Invoke a remote command without WinRM, psexec or similar – Access administrative shares even if they have been removed
Recently I ran into a situation, where I had to check a few log files on some remote computers and also needed to execute some commands to fix an issue. However, due to reasons I’m not going to enlarge on, all administrative shares had been removed. So by this, no share was left that would allow me to access to the local file system. In addition the PowerShell CmdLet Invoke-Command couldn’t also help me out, as either PowerShell wasn’t installed (yes, oooooold systems) or WinRM wasn’t enabled/configured.
A typical task if WinRM isn’t enabled or properly configured is to execute the “winrm quickconfig” command via e.g. psexec, but due to the removal of the Admin$ share, typical weapons of choice for remote execution like psexec or similar wouldn’t work as well, as they initate their connection via the Admin$ share.
So what’s left? I could still use RDP or a similar tool. But most of those machines were Workstations, which would require me to get back to the local user, ask for a timeframe to either log on or take over his session etc. This would be a hassle and time-consuming for both of us. Not to speak that this doesn’t scale properly. So I took on the challenge and was looking for a “better” solution.
One option that I found was making use of the Win32_Process WMI class. In particular the Create method of this class, which allows to, guess what, create a new process. That would cover the second part of my problem, executing a command on the remote computer. But what about the log files. Well, how about creating a new share to check the log files, do our troubleshooting and remove the share aftwards?
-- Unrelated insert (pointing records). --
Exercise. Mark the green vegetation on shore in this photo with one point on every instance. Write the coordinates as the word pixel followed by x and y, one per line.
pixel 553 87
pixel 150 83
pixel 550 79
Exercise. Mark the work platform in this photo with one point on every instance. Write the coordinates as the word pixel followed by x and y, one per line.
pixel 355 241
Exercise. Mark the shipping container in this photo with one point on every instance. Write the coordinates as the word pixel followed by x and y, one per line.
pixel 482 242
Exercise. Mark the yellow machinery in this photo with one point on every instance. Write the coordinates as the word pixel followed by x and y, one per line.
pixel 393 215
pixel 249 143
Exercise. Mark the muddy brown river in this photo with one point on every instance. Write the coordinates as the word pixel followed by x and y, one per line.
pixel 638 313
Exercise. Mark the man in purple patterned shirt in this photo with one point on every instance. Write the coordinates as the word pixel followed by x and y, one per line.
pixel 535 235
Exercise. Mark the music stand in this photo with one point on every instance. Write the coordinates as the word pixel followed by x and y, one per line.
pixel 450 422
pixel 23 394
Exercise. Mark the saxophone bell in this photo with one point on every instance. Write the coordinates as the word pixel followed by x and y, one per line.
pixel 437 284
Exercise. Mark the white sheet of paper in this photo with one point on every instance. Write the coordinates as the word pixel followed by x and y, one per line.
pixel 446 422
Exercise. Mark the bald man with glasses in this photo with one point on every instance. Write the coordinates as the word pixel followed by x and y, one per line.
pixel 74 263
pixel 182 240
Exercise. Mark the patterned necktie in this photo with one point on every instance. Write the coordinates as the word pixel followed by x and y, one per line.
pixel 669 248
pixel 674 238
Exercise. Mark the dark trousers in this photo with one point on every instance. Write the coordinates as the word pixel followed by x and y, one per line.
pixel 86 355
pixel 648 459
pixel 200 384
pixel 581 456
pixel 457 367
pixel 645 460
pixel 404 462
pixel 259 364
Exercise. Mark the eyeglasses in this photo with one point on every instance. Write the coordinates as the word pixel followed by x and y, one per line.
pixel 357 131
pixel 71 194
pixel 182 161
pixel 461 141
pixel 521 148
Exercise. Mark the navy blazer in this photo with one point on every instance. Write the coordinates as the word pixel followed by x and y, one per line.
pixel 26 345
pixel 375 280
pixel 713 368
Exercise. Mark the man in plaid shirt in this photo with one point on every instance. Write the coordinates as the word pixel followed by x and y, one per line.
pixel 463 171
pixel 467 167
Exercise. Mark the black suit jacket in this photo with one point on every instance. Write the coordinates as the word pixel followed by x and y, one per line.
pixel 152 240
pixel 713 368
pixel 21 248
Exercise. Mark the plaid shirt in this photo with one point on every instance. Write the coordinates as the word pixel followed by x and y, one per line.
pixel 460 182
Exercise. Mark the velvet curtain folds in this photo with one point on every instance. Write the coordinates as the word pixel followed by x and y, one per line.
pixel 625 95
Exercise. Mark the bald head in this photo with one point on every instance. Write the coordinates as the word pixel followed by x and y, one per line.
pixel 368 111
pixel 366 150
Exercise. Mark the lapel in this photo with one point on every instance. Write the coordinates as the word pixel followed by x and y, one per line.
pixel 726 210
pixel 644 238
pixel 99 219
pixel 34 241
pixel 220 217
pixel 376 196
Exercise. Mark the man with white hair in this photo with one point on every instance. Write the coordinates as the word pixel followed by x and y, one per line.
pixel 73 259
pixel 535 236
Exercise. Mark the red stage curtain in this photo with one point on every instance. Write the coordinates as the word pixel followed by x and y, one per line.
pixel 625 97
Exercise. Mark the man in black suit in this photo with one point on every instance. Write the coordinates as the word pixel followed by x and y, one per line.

All it takes is a PowerShell command to invoke a WMI method remotely. We can use either Invoke-WMIMethod or Invoke-CimMethod. In this case, Invoke-WMIMethod is probably a bit shorter:
1 |
Invoke-WmiMethod -ComputerName MyComputer -Namespace root\cimv2 -Class Win32_Process -Name Create -ArgumentList "Net Share CCMLogs=C:\Windows\CCM\Logs" |
And now we can read the log files and do whatever we need. And afterwards just execute
1 |
Invoke-WmiMethod -ComputerName MyComputer -Namespace root\cimv2 -Class Win32_Process -Name Create -ArgumentList "Net Share CCMLogs /Delete" |
and the share is gone again.
Or how about enabling WinRM?
1 |
Invoke-WmiMethod -ComputerName MyComputer -Namespace root\cimv2 -Class Win32_Process -Name Create -ArgumentList "winrm quickconfig -quiet" |
There are probably other ways to achieve the same goal (there always are!), but for me this is a pretty nifty way of doing this in will definitely get its place in my IT toolbelt 😉
Vielen Dank!
Eine Frage: Do the resulting process on the remote computers are elevated?